Bulgaria’s President and Prime Minister have underlined to visiting Macedonian president Gjorge Ivanov the need to overcome the political crisis in his country, calling for dialogue among all political parties and the implementation of reforms.
Ivanov, who in Skopje is beleaguered by public protests demanding his resignation over a highly controversial granting of amnesty to Macedonian politicians implicated in an illegal wiretapping scandal – an amnesty he has now partly withdrawn – was in Sofia on June 1 for the South-East European Cooperation Process summit that Bulgaria is hosting.
Bulgarian President Rossen Plevneliev told Ivanov that Bulgaria was ready to provide any support requested by the institutions in Macedonia to overcome the current political crisis in that country.
Plevneliev emphasised that Bulgaria was reaching out a hand in support, but that it was up to political parties and leaders in the Republic of Macedonia to bear the historical responsibility for restoring dialogue and achieving a legitimate way out of the crisis.
According to a statement by the Bulgarian President’s office, Ivanov told Plevneliev that amid a situation of extreme confrontation in Macedonia, “the presidential institution is the only factor for preserving stability in the country”.
The statement said that Plevneliev and Ivanov agreed that the speedy holding of parliamentary elections in Macedonia and the election of a legitimate government was the only way to achieving a sustainable solution to the political crisis.
Macedonia twice has postponed early elections that were agreed to in a June 2015 EU-brokered plan. The second attempted date, June 5, was scrapped against a background of an opposition boycott and ruling party predominance that cast doubt over whether the poll would have been free and fair.

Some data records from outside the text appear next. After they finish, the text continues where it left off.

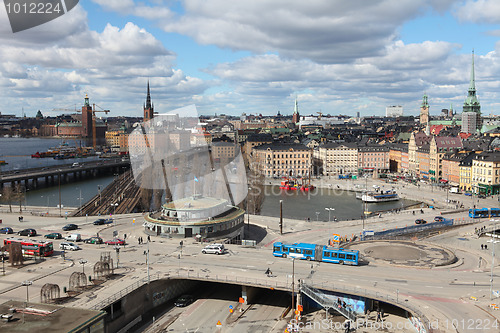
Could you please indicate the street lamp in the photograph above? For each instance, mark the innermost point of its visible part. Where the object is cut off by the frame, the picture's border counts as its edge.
(329, 210)
(117, 249)
(281, 217)
(493, 242)
(26, 283)
(59, 181)
(83, 262)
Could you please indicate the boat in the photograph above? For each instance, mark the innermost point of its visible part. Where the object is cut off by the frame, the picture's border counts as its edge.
(288, 184)
(381, 196)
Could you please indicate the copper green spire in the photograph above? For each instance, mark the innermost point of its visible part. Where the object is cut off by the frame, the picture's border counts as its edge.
(472, 84)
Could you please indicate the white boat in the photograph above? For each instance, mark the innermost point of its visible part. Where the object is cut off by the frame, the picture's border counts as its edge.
(382, 196)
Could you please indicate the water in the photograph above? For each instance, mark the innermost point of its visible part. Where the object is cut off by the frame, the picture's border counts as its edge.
(17, 152)
(296, 204)
(302, 205)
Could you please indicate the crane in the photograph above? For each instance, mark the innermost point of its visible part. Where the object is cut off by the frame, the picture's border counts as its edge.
(93, 122)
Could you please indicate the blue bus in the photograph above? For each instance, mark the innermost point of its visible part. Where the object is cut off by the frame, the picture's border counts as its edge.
(306, 251)
(484, 212)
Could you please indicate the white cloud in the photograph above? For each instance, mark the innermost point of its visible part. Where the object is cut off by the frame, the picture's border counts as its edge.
(324, 31)
(480, 11)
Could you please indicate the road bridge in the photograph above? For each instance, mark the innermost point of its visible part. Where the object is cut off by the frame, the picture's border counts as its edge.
(55, 175)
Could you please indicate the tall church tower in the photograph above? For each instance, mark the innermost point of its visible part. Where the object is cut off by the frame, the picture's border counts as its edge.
(296, 115)
(148, 107)
(424, 111)
(471, 103)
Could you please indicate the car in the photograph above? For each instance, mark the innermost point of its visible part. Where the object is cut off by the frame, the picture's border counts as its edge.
(93, 240)
(70, 226)
(27, 232)
(115, 241)
(6, 230)
(54, 235)
(69, 246)
(184, 300)
(103, 221)
(214, 249)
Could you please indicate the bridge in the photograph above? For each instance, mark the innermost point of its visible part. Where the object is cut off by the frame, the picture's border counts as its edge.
(55, 175)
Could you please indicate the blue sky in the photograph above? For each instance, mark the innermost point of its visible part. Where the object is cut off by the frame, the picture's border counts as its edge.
(254, 57)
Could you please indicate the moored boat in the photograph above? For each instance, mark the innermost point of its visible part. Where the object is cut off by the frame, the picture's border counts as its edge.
(382, 196)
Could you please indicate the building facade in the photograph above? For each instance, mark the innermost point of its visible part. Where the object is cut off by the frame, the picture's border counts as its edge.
(373, 159)
(337, 158)
(280, 160)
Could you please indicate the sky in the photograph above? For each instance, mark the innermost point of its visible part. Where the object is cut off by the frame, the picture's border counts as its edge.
(254, 57)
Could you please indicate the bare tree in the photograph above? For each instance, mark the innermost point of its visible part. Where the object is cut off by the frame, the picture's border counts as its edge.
(8, 195)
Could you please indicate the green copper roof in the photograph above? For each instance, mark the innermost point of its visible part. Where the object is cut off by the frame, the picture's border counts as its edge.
(471, 103)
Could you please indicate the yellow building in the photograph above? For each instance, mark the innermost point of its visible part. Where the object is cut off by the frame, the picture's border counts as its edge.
(278, 160)
(337, 158)
(485, 173)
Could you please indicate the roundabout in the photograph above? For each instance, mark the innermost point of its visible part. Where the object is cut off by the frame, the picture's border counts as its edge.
(405, 253)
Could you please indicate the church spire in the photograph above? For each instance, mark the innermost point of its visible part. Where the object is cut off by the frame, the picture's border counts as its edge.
(472, 84)
(148, 98)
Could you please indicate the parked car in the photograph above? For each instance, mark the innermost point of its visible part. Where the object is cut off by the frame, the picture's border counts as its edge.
(93, 240)
(27, 232)
(74, 238)
(214, 249)
(54, 235)
(103, 221)
(69, 246)
(6, 230)
(70, 226)
(184, 300)
(115, 241)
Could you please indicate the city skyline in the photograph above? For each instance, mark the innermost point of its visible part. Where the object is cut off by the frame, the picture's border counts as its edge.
(229, 58)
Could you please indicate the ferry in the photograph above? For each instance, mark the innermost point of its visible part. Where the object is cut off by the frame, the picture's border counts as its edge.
(293, 185)
(381, 196)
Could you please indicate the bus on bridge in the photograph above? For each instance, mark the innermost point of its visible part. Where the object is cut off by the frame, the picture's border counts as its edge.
(316, 252)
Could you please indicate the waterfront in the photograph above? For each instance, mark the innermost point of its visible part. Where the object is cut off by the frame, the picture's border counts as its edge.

Plevneliev and Ivanov also called for a speedy conclusion to negotiations on a bilateral treaty on good neighbourliness between Bulgaria and Macedonia. This is an issue that has been on the agenda for several years, prompted by frequently vexed relations between Skopje and Sofia.
In talks on June 1, Bulgarian Prime Minister Boiko Borissov told Macedonia’s Ivanov that “as a good friend of the Republic of Macedonia, Bulgaria holds to sincere relations between the two countries, which means that concerns can be shared openly. We believe that an exit from the situation can come only through dialogue among all political parties and implementation of the necessary reforms in the interests of all citizens and respect for the arrangements achieved”.
A Bulgarian government media statement said that Borissov’s expressed his country’s consistent position, which is to continue to support the European and Euro-Atlantic integration of the Republic of Macedonia.
“We are convinced that the future of all Western Balkan countries is in the EU. We confirm our willingness to discuss and provide expert assistance to the Republic of Macedonia on specific issues related to our experience to achieve substantial progress on its path towards membership of the EU and Nato,” Borissov said.